Variation 2. Drag and drop the following steps into the correct order to configure HSRP on a router and verify the active/standby election process.

medium
  • A.1. Enter interface configuration mode on the desired interface. 2. Configure the HSRP group number and virtual IP address using the 'standby group-number ip virtual-ip' command. 3. Set the HSRP priority using the 'standby group-number priority priority-value' command. 4. Enable preemption using the 'standby group-number preempt' command. 5. Verify the HSRP state using 'show standby' or 'show standby brief'. 6. Test failover by shutting down the active router's interface and observing the state change.
  • B.1. Enter interface configuration mode. 2. Set the HSRP priority. 3. Configure the HSRP group number and virtual IP. 4. Enable preemption. 5. Test failover. 6. Verify the HSRP state.
  • C.1. Enter interface configuration mode. 2. Configure the HSRP group number and virtual IP. 3. Enable preemption. 4. Set the HSRP priority. 5. Verify the HSRP state. 6. Test failover.
  • D.1. Enter interface configuration mode. 2. Set the HSRP priority. 3. Enable preemption. 4. Configure the HSRP group number and virtual IP. 5. Verify the HSRP state. 6. Test failover.

Why A: The order begins with interface and HSRP group configuration, then priority and preempt. Verification shows the current state, and failover testing validates the election process works correctly.

Variation 3. Drag and drop the following steps into the correct order to configure and verify HSRP with priority and preemption on an interface.

medium
  • A.Enter interface configuration mode for the target interface (e.g., interface GigabitEthernet0/0).
  • B.Assign an IPv4 address and subnet mask to the interface.
  • C.Create the HSRP group and associate a virtual IP address (e.g., standby 1 ip 10.1.1.1).
  • D.Configure the HSRP priority to a value higher than the default to influence the active election (e.g., standby 1 priority 110).
  • E.Enable the preempt option so the router can assume the active role when its priority is higher (e.g., standby 1 preempt).
  • F.Exit to privileged EXEC mode and verify the HSRP state using the show standby command.

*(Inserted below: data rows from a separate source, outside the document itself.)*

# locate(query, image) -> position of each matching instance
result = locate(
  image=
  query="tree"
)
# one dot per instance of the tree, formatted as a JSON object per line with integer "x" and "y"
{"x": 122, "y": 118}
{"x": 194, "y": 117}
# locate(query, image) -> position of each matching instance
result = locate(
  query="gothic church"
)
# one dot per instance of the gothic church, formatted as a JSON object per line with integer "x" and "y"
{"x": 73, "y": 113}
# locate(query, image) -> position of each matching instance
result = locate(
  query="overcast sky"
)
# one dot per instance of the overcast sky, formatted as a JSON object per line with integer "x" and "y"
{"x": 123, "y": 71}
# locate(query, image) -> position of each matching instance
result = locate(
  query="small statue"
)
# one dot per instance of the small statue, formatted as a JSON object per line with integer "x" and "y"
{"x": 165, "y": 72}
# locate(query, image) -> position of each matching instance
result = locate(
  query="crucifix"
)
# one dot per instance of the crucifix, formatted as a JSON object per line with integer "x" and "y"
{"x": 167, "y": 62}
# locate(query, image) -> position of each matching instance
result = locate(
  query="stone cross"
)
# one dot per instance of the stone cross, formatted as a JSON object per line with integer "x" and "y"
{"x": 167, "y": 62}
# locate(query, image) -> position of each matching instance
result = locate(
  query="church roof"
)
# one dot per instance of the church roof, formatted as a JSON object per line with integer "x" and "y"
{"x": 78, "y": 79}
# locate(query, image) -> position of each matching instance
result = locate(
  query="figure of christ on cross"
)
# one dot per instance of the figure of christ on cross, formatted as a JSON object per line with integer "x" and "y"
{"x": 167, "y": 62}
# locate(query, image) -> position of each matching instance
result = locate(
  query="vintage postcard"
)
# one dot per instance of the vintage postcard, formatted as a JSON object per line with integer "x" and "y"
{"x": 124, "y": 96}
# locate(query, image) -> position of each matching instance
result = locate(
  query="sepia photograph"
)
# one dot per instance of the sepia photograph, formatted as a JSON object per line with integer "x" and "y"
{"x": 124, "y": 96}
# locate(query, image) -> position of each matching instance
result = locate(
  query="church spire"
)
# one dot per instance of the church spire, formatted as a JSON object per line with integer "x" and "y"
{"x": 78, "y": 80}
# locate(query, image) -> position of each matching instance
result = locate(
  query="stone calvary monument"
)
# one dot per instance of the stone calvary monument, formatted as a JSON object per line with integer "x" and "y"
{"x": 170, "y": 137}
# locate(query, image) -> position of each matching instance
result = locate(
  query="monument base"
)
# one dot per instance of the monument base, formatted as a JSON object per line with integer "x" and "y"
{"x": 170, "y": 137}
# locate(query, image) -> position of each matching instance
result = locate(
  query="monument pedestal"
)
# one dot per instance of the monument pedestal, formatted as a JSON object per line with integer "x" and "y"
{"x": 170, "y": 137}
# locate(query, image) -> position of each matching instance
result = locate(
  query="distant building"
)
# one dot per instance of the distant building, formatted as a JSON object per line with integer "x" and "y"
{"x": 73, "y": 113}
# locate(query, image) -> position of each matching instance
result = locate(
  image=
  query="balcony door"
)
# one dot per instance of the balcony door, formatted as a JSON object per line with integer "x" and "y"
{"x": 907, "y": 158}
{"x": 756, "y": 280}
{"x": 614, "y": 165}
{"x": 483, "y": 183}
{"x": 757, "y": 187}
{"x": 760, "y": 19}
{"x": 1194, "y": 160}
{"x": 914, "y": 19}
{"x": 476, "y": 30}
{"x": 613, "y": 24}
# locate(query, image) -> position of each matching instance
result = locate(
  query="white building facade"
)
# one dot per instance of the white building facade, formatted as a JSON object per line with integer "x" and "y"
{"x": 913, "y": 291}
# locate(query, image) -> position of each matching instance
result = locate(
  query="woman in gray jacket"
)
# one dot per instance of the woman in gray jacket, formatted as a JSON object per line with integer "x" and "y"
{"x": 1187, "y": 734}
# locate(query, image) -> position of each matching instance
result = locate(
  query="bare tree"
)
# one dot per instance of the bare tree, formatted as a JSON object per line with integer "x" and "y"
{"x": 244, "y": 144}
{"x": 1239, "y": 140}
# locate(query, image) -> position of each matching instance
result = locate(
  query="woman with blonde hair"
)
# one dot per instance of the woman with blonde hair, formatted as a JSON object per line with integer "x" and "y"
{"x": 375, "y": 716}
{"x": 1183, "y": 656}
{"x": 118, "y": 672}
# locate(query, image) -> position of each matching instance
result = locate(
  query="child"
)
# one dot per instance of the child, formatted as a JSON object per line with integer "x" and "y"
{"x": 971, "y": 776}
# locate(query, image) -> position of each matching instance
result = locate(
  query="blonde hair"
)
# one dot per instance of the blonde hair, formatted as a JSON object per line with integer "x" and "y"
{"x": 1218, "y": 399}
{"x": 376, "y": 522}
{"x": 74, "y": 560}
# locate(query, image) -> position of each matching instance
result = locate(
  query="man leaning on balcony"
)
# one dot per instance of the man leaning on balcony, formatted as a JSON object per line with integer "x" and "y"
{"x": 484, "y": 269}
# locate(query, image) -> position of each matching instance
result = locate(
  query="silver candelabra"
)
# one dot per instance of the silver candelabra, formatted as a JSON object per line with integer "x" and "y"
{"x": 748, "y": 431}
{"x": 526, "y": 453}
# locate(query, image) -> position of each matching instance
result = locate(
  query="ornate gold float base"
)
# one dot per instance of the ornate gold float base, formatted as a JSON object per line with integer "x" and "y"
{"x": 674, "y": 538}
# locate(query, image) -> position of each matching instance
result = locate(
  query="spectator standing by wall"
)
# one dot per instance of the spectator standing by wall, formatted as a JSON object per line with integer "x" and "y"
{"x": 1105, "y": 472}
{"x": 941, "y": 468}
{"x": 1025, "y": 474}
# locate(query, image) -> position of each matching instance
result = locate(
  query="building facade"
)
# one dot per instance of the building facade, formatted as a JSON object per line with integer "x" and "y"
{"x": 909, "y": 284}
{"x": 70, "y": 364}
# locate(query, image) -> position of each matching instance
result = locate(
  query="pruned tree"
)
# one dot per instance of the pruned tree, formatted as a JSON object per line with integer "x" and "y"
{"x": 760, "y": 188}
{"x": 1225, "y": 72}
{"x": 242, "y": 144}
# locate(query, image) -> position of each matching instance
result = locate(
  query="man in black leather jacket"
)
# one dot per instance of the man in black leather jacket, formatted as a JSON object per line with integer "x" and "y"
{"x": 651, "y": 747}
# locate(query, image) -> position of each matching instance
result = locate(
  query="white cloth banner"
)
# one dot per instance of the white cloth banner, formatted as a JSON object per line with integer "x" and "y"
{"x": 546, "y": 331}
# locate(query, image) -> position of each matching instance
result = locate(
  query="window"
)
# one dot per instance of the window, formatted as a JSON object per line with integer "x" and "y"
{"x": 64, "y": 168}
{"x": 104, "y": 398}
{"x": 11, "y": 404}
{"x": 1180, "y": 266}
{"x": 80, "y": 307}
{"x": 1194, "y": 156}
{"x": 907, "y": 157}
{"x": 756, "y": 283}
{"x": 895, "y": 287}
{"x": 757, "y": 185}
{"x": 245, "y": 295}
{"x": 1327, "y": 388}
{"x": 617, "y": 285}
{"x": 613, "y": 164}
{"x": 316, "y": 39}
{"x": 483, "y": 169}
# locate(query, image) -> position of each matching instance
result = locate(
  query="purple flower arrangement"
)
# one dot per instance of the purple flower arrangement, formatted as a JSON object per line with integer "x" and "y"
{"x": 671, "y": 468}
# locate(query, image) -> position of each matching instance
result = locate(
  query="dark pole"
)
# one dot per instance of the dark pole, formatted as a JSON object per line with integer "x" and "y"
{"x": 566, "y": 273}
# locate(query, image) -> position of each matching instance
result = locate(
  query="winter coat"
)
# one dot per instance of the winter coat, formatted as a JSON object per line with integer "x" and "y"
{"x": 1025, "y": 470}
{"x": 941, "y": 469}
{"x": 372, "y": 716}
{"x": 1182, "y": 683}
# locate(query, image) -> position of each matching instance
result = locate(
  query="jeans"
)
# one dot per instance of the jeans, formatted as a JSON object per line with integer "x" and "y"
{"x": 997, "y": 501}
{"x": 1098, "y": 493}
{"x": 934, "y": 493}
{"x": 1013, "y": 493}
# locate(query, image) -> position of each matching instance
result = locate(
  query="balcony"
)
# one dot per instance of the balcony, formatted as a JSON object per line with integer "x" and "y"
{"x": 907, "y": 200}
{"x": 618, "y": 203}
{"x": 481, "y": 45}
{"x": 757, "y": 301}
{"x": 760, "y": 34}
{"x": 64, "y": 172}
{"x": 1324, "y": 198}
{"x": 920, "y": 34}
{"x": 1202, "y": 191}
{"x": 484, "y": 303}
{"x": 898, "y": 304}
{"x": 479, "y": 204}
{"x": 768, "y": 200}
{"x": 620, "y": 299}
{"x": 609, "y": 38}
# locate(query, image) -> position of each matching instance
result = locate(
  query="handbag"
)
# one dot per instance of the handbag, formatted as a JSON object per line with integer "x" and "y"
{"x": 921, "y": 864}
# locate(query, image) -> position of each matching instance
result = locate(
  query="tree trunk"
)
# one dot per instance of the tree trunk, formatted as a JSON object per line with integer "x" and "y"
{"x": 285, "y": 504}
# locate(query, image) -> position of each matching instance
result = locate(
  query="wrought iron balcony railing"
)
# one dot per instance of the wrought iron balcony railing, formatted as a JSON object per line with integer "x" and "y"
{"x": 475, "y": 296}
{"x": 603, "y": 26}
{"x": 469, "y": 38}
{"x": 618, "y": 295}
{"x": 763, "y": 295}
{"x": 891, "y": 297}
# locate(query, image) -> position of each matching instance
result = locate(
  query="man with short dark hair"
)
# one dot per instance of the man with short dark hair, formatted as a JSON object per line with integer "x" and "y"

Why A: First, enter interface configuration mode to start configuring the specific interface. Next, assign an IP address because HSRP requires a real IP on the interface for communication between HSRP routers. After that, define the HSRP group and virtual IP, which clients use as their default gateway. Then set a higher priority to influence the active router election; priority must be configured before enabling preemption, as preemption relies on priority to determine when to take over. Finally, exit configuration mode and verify with show standby to confirm the HSRP state.